Bir gurup sabahın sekizinde hem söylüyor hem oynuyor. Aha işte o andan itibaren bizim de dilimize yapışıyor: Adana’ya gidek mi türküsü…
Tarihi Büyük Saat
Ziya Paşa'nın kabri
Racona uygun ciğerli / şalgamlı kahvaltımızın ardından rotamızı Tarihi Büyük Saate çeviriyoruz. 32 metre yüksekliğindeki saat 1882 yılında Abidin Paşa tarafından yaptırılmış. Alanında Türkiye’nin en yükseği. Devam ediyoruz Tarihi Büyük Saati geçince hemen solumuzda Ziya Paşa parkı ve Ziya Paşa’nın kabri var. Park güzel özellikle de sabah mahmurluğunda huzur da veriyor ama yaban otlarının ve çalıların sarmaladığı kabrinde Ziya Paşa’nın çok huzurlu yattığını söyleyemeyeceğim.

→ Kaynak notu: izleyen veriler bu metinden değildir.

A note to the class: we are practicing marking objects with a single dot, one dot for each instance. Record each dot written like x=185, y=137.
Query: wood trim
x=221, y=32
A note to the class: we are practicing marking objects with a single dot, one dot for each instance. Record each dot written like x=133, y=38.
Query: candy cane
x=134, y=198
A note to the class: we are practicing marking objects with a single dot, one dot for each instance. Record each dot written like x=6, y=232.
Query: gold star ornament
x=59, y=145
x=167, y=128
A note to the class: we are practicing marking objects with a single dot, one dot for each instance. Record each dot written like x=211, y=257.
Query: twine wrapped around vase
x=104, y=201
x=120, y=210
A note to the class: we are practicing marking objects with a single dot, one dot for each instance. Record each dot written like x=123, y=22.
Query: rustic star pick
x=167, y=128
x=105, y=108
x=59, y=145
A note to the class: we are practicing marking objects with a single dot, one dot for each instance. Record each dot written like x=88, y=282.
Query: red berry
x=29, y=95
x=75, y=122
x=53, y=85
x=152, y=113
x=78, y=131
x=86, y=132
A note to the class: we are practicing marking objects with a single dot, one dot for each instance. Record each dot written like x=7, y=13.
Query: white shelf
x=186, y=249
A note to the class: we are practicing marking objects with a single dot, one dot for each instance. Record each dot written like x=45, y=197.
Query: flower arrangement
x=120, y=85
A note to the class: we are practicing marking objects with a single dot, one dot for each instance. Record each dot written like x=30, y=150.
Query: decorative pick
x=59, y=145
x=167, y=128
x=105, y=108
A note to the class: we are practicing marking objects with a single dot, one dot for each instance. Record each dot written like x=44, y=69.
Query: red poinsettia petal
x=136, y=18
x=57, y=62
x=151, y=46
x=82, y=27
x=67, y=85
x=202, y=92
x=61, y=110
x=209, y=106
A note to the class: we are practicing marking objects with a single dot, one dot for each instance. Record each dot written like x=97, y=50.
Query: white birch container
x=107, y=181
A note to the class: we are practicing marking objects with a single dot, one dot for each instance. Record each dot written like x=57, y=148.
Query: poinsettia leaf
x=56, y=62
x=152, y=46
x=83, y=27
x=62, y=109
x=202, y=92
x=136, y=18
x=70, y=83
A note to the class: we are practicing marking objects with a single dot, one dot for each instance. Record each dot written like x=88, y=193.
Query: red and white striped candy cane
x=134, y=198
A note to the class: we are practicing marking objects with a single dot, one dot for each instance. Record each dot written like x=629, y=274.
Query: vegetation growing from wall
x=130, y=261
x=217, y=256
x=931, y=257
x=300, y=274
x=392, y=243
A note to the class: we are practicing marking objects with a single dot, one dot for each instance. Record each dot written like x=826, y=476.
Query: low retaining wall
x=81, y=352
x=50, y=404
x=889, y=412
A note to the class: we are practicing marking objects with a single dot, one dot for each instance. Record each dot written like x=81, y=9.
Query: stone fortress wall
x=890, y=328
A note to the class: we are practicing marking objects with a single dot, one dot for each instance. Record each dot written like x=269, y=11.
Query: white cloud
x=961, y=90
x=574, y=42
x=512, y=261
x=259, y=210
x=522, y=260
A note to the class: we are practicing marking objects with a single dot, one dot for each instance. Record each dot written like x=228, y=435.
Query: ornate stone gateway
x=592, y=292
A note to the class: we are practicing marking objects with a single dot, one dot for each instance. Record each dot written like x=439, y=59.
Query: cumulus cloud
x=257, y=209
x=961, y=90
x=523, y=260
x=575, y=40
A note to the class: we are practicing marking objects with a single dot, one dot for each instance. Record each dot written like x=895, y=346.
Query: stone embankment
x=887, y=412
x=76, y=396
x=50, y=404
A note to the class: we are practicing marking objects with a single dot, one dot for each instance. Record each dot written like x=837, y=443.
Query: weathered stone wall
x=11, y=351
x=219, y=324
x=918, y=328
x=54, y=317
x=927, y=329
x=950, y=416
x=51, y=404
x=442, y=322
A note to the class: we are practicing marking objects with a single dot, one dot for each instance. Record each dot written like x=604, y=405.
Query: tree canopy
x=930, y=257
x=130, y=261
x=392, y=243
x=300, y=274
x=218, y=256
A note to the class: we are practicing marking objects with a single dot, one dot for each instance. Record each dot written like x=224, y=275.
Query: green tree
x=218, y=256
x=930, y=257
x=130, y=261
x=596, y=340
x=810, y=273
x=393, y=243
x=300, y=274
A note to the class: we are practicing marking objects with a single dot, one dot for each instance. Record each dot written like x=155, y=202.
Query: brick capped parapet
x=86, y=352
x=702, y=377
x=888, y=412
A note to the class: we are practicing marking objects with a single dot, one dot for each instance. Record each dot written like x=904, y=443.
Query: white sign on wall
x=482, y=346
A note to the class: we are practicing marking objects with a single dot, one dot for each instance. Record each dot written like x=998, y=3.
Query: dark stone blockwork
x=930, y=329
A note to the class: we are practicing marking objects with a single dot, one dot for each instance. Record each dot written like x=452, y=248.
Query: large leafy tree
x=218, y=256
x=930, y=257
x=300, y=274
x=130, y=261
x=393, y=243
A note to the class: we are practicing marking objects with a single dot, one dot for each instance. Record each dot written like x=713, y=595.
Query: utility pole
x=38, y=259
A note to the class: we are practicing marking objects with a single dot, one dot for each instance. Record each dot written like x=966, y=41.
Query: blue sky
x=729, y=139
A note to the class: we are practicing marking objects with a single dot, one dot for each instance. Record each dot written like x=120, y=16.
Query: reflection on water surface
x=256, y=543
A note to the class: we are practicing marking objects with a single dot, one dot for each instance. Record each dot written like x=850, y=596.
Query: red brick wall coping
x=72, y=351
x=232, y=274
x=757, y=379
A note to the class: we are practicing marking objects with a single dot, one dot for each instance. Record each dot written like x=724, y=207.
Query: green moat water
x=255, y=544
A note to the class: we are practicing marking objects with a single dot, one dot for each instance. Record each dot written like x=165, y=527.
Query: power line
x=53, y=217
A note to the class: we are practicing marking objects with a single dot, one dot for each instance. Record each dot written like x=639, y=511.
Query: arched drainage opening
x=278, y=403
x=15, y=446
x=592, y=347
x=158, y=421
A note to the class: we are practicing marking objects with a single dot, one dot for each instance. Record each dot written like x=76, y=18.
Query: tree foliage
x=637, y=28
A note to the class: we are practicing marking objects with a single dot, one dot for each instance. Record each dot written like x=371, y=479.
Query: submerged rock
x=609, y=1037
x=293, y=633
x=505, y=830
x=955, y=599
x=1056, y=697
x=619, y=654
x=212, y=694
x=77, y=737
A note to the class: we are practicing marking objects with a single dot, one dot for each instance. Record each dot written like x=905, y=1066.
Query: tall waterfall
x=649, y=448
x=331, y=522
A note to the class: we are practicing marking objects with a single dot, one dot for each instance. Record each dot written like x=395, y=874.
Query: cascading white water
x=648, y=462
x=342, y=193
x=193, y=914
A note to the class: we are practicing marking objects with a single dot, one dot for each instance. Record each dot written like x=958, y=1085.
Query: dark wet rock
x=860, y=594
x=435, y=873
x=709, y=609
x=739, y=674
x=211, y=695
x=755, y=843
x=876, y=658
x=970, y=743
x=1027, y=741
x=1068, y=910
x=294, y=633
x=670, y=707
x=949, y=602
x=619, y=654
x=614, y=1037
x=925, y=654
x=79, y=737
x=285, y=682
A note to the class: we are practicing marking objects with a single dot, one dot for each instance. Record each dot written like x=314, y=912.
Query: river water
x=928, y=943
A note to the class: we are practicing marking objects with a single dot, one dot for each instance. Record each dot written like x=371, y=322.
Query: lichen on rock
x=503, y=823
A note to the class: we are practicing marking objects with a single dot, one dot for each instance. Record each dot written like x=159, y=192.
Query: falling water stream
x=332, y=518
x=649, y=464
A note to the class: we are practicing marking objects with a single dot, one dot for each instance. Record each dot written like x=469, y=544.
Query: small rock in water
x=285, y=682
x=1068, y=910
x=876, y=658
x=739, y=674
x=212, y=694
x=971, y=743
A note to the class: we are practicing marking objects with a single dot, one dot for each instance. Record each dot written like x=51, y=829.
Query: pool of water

Ziya Paşa’nın kabrinin hemen çaprazındaki şadırvan, serinliği ve mistikliği ile bizi sabah kahvesine davet ediyor ama biz kahve molamızı Taşköprü’ye saklıyoruz.
Ramazanoğlu Konağı
Hemen bitişiğindeki 1495 yılında yapılmış, Doğu Seferine çıktığında Kanuni Sultan Süleyman’ı ağırlamış, altı yüz yıllık bir konağı ziyaret ediyoruz. Ana kapı taşlarla örülmüş diğer küçük kapıda kapalı, konağı dışarıdan görüp fotoğraflamakla yetiniyoruz. Şadırvanın önünden devam edip solumuzdaki Ulu Caminin ana kapısına geliyoruz. Caminin avlusu güzelce süpürülmüş, temizlenmiş hasırlar serilerek Cuma namazına hazırlanmış. Avluya girmeden cümle kapısından caminin revaklarını fotoğraflıyoruz. Caminin dört bir yanını dolanıp terkedilmişliğin hüznündeki diğer kapısını, sebilini görüyoruz. Bakımsızlığına içimiz acıyor. Ulu Caminin yanındaki geniş caddeden sahile doğru iniyoruz. Güvercinler uğuldamalarıyla bize eşlik etmekte.
Ulu Cami
Artık yükselen sonbahar güneşinin altında Seyhan Nehri parıl parıl parıldıyor. Sahil boyunca Taşköprü’ye doğru yürüyoruz. 16 kemerli – aslında 21 kemerli imiş ama Hilton’un yapılışı sırasında yapılan dolgu nedeniyle 16 ya düşmüş- yapısıyla Seyhan Nehrinin üzerinde bir inci kolye gibi duruyor. Hemen arkasında da altı minaresiyle Sabancı Merkez Camii bu tabloyu tamamlıyor. Taşköprü 1883 yılında yine Abidin Paşa tarafından yaptırılmış Tarihi Kız Lisesinin yanı başında, Arnuwanda’nın 3500 yıllık kitabesinde bahsettiği gibi şehri ikiye bölen köprünün üzerindeyiz şimdi. Bir yanımız Eski Adana bir yanımız Yeni Adana. Biz eskisine dönüp Seyhan’ın kıyısında salkım söğüt ağaçları altında kurumsal bir çay ocağında (!) kahve molası verip soluklanıyoruz.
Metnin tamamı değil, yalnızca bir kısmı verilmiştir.